Por supuesto, la Tierra tiene varias características que, a primera vista, parecen ideales para la vida. Gira en torno a una estrella de mediana edad bastante tranquila, que ha estado brillando constantemente durante miles de millones de años, lo que ha dado tiempo de vida para aparecer y evolucionar. Tiene océanos de agua líquida, la cuna de la vida, porque está en órbita en la «zona habitable», una región delgada alrededor del Sol donde la luz recibida de la estrella no es demasiado intensa ni demasiado débil.
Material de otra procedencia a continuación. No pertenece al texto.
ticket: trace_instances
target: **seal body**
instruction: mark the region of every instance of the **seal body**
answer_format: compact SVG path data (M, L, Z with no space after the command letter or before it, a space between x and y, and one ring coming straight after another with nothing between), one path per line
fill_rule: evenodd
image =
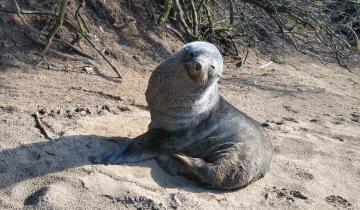
M272 159L271 142L258 122L219 95L222 70L223 59L214 45L185 45L150 78L149 131L96 162L156 158L169 173L214 189L241 188L263 177Z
Más cerca del Sol, la Tierra habría estado muy caliente y el agua solo habría estado presente en un estado de vapor; Si estuviera más lejos, el agua no habría sido más que hielo.
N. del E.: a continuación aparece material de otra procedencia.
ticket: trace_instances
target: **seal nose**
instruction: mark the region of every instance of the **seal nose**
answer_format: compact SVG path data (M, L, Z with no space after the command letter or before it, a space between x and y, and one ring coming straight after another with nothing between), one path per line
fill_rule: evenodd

La Tierra también tiene un tamaño propicio para la vida: lo suficientemente grande como para contener una atmósfera espesa gracias a su campo gravitacional, pero lo suficientemente pequeño como para garantizar que la gravedad no coloque una capa de gas opaca y sofocante en el planeta. El tamaño de la Tierra y su composición rocosa también promueven la habitabilidad en otros aspectos, como la presencia de una actividad tectónica, que regula el clima al participar en el ciclo del dióxido de carbono y el de un campo magnético, que protege la biosfera del cósmico. radiación.

Tierra, una cuna mediocre para la vida

Sin embargo, cuanto más investigadores estudian la habitabilidad de la Tierra, menos les parece ideal. Las condiciones varían ampliamente de una región del planeta a otra y grandes porciones de la superficie de la Tierra son casi sin vida: los desiertos son áridos, el océano del mar abierto es pobre en nutrientes y las regiones polares se están congelando.
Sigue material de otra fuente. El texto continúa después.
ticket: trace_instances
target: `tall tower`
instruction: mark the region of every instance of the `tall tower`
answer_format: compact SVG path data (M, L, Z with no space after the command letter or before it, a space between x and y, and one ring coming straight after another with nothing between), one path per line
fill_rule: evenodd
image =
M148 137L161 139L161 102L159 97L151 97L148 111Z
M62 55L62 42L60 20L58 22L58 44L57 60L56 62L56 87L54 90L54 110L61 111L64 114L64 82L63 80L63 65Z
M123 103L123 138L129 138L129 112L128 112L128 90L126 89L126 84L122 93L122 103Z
Además, la habitabilidad de la Tierra ha variado con el tiempo. Por ejemplo, durante la mayor parte del período geológico del Carbonífero (hace aproximadamente 360 y 300 millones de años), la atmósfera del planeta era más cálida, húmeda y mucho más rica en oxígeno que hoy. hui. Crustáceos, peces y corales de arrecife prosperaron en los mares, vastos bosques cubrieron los continentes, los insectos y otros animales terrestres alcanzaron tamaños gigantescos. La Tierra de la era carbonífera probablemente albergaba más biomasa que el planeta actual. Por lo tanto, podemos considerar la Tierra actual como menos hospitalaria que en ciertos tiempos pasados.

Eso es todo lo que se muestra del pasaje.